Monday, October 18, 2004

Harris County, USA

People in the anti-death penalty movement know that Harris County, Texas, sends a disproportionate number of people to death row. In fact, were it a state by itself, Harris County would rank second (behind Texas but ahead of Virginia) in the number of people it has sent to death row.

So it was with much interest that I read the following editorial, which is an endorsement for the guy who is running against Harris County District Attorney Chuch Rosenthal. Please keep in mind that this blog cannot and will not endorse candidates for political office. (It's NCADP's blog, after all, and NCADP cannot tell people who to vote for because of our tax status.)

We are allowed, however, to talk about politicians and their record on the death penalty. And Chuch Rosenthal was the person who decided to seek a death sentence for Andrea Pia Yates, the woman who was convicted in the drowning deaths of her children after suffering from post-partum psychosis.

Here's the editorial:


Houston Chroncile Endorsement
DISTRICT ATTORNEY


The Chronicle urges voters to elect Reginald McKamie to bring a renewed sense of justice to the Harris County chief prosecutor's office Copyright 2004 Houston Chronicle

The Chronicle recommends voters support Reginald McKamie, the Democratic nominee in the race for Harris County district attorney, to bring new leadership to the office.

An attorney in private practice representing clients in civil and criminal matters, McKamie vows to return sorely lacking fairness to an office obsessed with securing convictions rather than seeing that justice is done.
McKamie is well-versed in the county's widespread criminal justice problems and wishes to restore people's trust in the office by ensuring that only the guilty are convicted.

McKamie supports the death penalty, but he is troubled by the furious rate at which Harris County sends inmates to death row. Of Texas' death row inmates, 161 out of 451 were convicted in Harris County. "Yet we are no safer than citizens in Dallas or Austin," McKamie contends.

He points to District Attorney Chuck Rosenthal's pursuit of the death penalty for Andrea Yates, the mentally ill mother who drowned her five children, as an example of overzealous prosecution. McKamie says he favors a moratorium on executions until problems with the Houston Police Department crime lab and mishandled evidence are resolved.

McKamie supports establishnment of a sentence of life without parole.
Rosenthal, the incumbent, says he opposes this option to the death penalty because it would produce hopeless inmates who are more difficult to manage.
It's a weak argument for not allowing a jury to show mercy or to avoid the risk of irreversible error.

Accused felons deserve a defense as vigorous as the prosecution they face.
McKamie says Harris County should establish a public defender system in which lawyers on both sides have matched resources to secure expert witnesses, independent investigators and outside forensic testing. By contrast, Rosenthal asserts that a public defender office would create "a new administrative bureaucracy" — just like the one he heads. What works well for the prosecution ought to work well for the defense.
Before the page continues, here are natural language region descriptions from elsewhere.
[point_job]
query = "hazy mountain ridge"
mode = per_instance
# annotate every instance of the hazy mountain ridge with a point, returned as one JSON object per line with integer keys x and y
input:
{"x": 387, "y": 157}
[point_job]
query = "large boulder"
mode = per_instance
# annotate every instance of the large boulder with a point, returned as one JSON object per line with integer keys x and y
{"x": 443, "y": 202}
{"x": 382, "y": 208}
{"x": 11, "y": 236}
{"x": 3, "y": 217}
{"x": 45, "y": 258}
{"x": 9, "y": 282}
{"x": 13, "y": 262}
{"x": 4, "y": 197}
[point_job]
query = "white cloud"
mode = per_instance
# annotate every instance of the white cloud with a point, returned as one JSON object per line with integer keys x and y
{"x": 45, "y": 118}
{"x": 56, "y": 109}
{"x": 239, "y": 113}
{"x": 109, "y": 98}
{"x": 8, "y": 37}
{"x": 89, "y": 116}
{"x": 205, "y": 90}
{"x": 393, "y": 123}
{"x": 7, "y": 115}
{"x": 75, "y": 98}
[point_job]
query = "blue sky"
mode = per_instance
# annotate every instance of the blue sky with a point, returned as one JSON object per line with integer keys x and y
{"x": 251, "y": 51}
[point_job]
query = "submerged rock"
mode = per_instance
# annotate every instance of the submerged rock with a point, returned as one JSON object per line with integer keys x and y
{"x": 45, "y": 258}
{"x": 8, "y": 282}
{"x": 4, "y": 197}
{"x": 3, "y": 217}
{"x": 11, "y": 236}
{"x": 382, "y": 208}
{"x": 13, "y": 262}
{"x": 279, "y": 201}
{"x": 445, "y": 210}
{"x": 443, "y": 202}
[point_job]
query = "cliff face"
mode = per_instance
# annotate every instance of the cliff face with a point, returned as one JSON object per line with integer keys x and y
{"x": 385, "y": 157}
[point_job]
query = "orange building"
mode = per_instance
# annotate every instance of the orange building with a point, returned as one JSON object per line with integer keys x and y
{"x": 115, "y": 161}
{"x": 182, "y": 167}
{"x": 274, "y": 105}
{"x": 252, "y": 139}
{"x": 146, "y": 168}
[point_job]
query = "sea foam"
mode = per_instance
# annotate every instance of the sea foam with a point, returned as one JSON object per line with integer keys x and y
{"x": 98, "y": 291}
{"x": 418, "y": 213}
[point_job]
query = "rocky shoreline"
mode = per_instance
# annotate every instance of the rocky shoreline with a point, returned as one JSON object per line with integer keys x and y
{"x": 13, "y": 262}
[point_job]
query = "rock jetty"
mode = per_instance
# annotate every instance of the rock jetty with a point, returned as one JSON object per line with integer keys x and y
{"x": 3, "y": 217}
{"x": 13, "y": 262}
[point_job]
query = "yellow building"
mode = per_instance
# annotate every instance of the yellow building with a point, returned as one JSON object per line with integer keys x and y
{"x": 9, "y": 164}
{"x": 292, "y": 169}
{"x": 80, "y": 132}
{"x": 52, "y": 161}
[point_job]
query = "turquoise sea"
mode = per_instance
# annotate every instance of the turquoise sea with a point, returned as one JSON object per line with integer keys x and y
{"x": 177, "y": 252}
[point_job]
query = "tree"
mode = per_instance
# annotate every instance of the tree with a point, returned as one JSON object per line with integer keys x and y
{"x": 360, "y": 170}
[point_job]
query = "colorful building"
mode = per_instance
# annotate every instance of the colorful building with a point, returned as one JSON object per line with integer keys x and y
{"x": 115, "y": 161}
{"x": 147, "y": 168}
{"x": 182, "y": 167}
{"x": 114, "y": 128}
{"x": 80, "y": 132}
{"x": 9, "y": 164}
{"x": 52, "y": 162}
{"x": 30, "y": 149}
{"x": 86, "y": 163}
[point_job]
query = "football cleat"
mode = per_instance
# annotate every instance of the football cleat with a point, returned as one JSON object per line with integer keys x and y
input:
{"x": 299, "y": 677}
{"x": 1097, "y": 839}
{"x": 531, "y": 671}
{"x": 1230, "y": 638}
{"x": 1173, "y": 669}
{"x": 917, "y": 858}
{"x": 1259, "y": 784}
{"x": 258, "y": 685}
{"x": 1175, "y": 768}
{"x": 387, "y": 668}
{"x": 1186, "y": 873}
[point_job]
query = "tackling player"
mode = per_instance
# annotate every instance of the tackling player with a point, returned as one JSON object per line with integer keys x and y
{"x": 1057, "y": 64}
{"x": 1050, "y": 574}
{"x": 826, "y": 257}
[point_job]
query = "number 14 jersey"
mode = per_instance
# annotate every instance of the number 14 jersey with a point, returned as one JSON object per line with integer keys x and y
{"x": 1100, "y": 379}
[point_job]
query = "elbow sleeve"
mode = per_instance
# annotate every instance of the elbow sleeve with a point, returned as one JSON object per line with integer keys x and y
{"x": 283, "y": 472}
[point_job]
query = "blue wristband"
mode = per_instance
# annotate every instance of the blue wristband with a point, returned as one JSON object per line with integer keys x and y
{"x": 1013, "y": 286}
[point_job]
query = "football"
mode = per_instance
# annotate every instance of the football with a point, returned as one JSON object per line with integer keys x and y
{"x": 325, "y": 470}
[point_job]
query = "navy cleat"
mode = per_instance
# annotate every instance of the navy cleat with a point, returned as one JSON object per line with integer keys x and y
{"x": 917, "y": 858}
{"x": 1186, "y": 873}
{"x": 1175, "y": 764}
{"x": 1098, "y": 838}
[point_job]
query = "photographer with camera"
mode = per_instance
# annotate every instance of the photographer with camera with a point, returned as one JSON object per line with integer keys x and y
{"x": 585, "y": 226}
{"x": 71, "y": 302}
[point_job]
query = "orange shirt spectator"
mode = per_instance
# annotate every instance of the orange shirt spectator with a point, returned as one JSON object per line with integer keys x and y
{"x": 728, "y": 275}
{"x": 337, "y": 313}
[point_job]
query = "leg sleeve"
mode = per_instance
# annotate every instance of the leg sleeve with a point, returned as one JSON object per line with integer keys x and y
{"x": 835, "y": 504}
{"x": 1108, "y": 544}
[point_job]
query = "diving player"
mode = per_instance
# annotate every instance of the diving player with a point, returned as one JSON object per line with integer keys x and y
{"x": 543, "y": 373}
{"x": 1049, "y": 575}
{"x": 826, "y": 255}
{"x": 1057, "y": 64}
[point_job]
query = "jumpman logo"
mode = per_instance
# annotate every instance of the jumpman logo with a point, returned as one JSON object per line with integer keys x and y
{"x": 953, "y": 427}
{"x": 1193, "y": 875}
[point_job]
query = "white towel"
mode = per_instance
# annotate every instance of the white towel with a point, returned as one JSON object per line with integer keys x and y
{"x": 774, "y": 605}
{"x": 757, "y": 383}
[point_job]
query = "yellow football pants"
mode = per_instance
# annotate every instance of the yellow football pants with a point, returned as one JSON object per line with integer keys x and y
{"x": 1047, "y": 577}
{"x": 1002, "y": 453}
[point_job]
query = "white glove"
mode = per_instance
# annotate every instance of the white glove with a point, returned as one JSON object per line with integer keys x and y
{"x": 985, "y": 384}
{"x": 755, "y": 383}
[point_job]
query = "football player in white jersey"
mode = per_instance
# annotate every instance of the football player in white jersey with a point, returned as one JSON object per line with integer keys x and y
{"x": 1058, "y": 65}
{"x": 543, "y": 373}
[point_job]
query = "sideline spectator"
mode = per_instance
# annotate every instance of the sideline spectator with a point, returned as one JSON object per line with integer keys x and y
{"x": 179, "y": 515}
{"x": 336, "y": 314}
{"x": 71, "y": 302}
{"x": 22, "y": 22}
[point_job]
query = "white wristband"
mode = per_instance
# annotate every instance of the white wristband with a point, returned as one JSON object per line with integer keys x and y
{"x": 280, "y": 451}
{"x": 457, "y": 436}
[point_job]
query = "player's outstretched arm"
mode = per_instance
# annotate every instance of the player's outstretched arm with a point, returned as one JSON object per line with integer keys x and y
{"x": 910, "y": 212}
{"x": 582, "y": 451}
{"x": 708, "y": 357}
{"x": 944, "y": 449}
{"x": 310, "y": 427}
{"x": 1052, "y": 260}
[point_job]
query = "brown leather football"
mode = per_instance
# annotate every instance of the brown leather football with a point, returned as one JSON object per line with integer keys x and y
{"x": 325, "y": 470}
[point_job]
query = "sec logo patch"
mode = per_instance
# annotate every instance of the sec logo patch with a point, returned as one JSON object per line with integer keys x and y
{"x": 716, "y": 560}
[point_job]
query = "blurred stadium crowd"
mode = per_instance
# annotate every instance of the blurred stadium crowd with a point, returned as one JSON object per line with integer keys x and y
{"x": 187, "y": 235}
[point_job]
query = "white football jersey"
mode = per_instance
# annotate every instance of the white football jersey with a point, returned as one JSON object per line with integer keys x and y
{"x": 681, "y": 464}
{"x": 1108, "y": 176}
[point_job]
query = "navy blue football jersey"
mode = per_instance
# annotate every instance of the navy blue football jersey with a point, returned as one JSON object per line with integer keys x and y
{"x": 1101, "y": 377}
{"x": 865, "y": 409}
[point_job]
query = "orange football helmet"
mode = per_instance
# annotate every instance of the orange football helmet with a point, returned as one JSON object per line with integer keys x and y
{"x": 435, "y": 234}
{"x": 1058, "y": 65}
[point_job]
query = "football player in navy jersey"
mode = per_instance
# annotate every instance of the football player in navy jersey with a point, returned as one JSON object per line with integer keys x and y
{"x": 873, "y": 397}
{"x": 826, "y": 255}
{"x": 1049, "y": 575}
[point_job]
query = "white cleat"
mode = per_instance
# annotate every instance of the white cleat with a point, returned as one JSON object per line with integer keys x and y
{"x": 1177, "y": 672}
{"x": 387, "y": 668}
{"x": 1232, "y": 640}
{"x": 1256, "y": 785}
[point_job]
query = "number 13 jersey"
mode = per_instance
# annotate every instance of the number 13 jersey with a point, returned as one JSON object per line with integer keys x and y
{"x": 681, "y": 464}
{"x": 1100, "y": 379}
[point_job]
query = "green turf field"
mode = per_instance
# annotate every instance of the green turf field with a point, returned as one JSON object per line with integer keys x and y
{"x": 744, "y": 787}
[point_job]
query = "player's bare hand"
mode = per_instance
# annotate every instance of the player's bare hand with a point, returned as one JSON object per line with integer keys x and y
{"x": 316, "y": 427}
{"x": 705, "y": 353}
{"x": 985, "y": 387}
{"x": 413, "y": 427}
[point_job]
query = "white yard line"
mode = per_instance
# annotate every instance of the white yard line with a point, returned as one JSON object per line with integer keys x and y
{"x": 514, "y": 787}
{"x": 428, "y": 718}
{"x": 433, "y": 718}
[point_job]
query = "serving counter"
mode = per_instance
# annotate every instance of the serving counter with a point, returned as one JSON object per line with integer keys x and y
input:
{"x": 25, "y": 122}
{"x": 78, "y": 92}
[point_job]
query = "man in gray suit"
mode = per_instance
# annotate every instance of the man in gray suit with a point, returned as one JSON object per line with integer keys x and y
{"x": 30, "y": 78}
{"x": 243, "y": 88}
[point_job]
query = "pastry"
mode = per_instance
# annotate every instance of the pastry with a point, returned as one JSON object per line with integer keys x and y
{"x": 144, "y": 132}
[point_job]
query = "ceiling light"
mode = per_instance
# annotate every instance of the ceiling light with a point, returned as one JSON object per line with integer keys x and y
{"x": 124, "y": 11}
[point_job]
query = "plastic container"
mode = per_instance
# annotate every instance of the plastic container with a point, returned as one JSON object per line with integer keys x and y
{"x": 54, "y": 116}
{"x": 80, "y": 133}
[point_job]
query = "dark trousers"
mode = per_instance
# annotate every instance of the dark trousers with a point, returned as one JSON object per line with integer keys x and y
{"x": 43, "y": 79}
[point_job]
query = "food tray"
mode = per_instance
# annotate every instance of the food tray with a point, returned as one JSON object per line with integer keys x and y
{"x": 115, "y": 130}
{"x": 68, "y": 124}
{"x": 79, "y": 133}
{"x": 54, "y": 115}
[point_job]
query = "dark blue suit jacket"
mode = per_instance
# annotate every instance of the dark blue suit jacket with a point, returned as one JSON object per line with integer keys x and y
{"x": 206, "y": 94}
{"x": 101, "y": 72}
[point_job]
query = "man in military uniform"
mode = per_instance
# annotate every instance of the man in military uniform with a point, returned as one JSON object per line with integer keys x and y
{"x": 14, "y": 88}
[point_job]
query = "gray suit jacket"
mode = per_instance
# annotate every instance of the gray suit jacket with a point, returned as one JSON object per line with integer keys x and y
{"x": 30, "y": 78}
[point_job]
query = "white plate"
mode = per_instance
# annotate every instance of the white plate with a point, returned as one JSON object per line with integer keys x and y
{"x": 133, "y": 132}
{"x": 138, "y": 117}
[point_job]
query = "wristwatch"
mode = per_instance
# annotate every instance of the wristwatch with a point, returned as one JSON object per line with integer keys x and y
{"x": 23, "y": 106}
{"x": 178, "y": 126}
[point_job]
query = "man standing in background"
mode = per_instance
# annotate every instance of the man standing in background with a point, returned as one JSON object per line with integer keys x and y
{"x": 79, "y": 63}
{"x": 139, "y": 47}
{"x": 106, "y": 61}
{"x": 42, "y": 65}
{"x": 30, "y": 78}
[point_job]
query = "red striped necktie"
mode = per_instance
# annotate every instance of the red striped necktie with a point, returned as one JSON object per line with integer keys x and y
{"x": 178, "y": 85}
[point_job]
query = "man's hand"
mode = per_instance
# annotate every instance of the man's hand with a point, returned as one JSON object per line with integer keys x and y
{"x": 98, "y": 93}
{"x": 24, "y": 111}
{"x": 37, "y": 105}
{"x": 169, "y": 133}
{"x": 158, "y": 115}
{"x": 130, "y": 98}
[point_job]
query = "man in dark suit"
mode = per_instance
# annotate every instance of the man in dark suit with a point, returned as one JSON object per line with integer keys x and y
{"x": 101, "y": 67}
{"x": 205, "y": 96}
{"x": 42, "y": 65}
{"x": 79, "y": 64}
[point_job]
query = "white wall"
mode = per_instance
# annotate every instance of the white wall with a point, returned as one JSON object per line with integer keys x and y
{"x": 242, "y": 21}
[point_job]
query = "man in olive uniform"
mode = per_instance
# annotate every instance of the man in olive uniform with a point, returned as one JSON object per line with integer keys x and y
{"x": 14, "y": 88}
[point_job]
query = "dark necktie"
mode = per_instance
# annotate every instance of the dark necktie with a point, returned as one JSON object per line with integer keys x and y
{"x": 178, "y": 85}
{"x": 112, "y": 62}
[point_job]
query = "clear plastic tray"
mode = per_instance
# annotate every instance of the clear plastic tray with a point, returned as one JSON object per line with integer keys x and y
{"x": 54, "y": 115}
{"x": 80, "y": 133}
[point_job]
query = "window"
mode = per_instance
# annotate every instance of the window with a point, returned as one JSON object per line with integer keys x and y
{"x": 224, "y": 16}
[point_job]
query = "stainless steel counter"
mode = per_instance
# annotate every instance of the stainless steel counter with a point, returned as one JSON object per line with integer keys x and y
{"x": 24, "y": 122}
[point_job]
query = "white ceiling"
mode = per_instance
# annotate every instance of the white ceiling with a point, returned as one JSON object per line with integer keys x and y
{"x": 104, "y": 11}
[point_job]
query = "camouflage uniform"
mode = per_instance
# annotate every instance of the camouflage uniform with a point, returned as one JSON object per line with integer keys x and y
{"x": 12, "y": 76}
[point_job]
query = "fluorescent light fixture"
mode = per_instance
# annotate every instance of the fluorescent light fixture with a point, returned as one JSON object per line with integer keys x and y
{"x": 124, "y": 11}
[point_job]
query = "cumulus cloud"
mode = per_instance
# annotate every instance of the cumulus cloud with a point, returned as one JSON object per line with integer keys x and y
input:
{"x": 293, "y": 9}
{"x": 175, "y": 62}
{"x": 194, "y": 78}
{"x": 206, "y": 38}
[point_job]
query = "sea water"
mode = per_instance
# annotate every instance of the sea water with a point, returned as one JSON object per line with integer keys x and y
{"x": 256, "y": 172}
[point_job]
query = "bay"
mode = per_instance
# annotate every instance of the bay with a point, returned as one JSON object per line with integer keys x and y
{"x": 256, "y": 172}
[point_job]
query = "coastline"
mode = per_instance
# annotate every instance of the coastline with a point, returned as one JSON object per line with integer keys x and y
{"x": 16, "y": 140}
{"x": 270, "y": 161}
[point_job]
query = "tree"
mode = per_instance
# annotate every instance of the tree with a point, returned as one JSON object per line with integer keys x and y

McKamie says he wants to send drug addicts into treatment to ease prison crowding so that space remains for housing violent predators. A 1986 graduate of the University of Houston Law Center, McKamie also has an undergraduate degree from the U.S. Merchant Marine Academy and a master's from the University of Southern California. He is a 30-year naval reservist.

Rosenthal had been a prosecutor 22 years when he was elected district attorney in 2000. Despite his experience, Rosenthal was blindsided by the HPD crime lab scandal that uncovered problematic evidence testing, unqualified lab technicians who gave questionable trial testimony, and lost and mislabeled evidence.

Those problems cast doubt on thousands of prosecutions and the integrity of criminal justice here. Yet, Rosenthal refuses to stand aside to allow the sort of independent investigation needed to restore faith in the system.

In his first campaign, Rosenthal ran on the platform that he would run the district attorney's office as John B. Holmes Jr. had in his two-decade-long tenure, a period during which this county emerged as America's death penalty capital. Rosenthal apparently believes maintaining Holmes' legacy means stubbornly clinging to a doctrine of never admitting mistakes.

The residents of this county should cast a vote for McKamie and signal the need for change.